You’ve implemented a testing tool. You’ve launched a few tests. Results have come in. Improvements have been made. So, the program is a success, right? Maybe, but just as you wouldn’t launch a new site feature without testing into it—or even measuring it—you shouldn’t let your testing program run without monitoring.
How can we calculate the success of a testing program? The most obvious metric is win rate. Simply, it is a measure the number of tests that produce an increase in conversions, page views, clicks or some other KPI defined in the test objective. Not every test will win, by increasing this number shows that you are learning about your audience and customers—and developing smart solutions to better serve their needs.
Win rate, then, is an essential indicator of overall program success. But taken at a more granular level, win rate is more a representation of test ideation than it is program process or efficiency—and these are two elements that must be measured to be effectively managed.

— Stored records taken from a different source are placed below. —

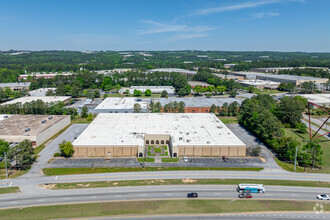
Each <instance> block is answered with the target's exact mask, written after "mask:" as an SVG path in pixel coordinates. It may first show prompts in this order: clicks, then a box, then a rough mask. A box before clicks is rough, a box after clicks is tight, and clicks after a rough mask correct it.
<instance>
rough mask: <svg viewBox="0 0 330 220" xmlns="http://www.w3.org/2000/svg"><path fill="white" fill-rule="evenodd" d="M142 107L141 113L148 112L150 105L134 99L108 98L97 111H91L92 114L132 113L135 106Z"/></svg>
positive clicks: (129, 97) (136, 98)
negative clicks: (142, 112) (99, 113)
mask: <svg viewBox="0 0 330 220" xmlns="http://www.w3.org/2000/svg"><path fill="white" fill-rule="evenodd" d="M135 104H139V105H140V108H141V109H140V112H147V109H148V103H147V102H145V101H141V99H138V98H133V97H125V98H119V97H108V98H106V99H104V100H103V101H102V102H101V103H100V104H99V105H98V106H96V108H95V109H90V112H91V113H132V112H134V105H135Z"/></svg>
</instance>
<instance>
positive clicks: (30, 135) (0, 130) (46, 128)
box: [0, 115, 68, 136]
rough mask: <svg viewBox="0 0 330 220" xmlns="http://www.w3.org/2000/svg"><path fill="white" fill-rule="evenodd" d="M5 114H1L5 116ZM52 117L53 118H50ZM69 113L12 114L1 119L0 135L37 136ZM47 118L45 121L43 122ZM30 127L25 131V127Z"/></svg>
mask: <svg viewBox="0 0 330 220" xmlns="http://www.w3.org/2000/svg"><path fill="white" fill-rule="evenodd" d="M3 116H4V115H0V118H3ZM49 117H52V119H49ZM65 117H68V116H67V115H10V117H8V118H3V119H2V120H0V135H2V136H5V135H8V136H12V135H16V136H17V135H25V136H36V135H38V134H39V133H41V132H42V131H44V130H46V129H48V128H49V127H51V126H53V125H54V124H56V123H57V122H59V121H61V120H62V119H64V118H65ZM43 120H45V121H46V122H45V123H41V122H42V121H43ZM27 128H30V130H29V131H27V132H25V129H27Z"/></svg>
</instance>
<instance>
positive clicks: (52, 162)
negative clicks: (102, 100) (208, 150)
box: [47, 157, 264, 167]
mask: <svg viewBox="0 0 330 220" xmlns="http://www.w3.org/2000/svg"><path fill="white" fill-rule="evenodd" d="M263 165H264V163H263V162H262V161H261V160H260V159H259V158H229V160H228V161H227V162H224V161H223V160H222V158H207V157H204V158H202V157H201V158H190V157H188V161H187V162H184V161H183V158H180V160H179V162H177V163H145V166H146V167H263ZM141 166H142V165H141V163H140V162H137V160H136V158H112V159H110V160H106V159H102V158H99V159H96V158H95V159H74V158H72V159H55V160H54V161H53V162H52V163H51V164H49V165H48V166H47V167H141Z"/></svg>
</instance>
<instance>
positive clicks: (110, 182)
mask: <svg viewBox="0 0 330 220" xmlns="http://www.w3.org/2000/svg"><path fill="white" fill-rule="evenodd" d="M240 183H256V184H264V185H279V186H303V187H324V188H330V182H317V181H293V180H255V179H153V180H121V181H97V182H78V183H56V184H48V185H44V186H43V187H45V188H48V189H82V188H99V187H118V186H152V185H236V184H240Z"/></svg>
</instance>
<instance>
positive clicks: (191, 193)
mask: <svg viewBox="0 0 330 220" xmlns="http://www.w3.org/2000/svg"><path fill="white" fill-rule="evenodd" d="M197 197H198V194H197V193H188V194H187V198H197Z"/></svg>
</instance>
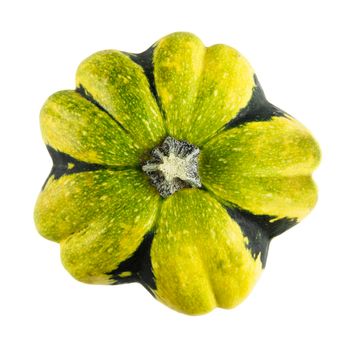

To monitor efficiency, it’s important to keep an eye on test velocity. This metric is a measure of the number of tests you launch, calculated either by week or month as appropriate. Increasing velocity is especially important for new testing programs—which may struggle getting tests from the white board brainstorm to a full, successful launch.
The Forgotten KPI?
To place an emphasis on successful launches, a third KPI is needed. The best metric for monitoring program quality is the bust rate. This is a measure of the number of tests that broke, failed to properly collect data, interfered with an existing site element, or in some other way created a problem that prevented the test from continuing and had to be addressed immediately. A high number of “busts” is an indication that there are gaps in the quality assurance process—and the testing process in general.
Whether your testing program is big or small, new or mature, this is a critical number to watch. Even here, at Brooks Bell, we monitor busted tests weekly—celebrating the zeros and analyzing the occasional mistake, looking for opportunities for improvement and lessons to be learned.
Increasing the win rate is clearly a top priority, but focusing on this number exclusively may lead to confounding performance plateaus. A robust testing program with consistent growth needs a more holistic plan for monitoring success. These three metrics are a great place to start—and working to improve all three will lead to faster, more consistent, and more successful tests.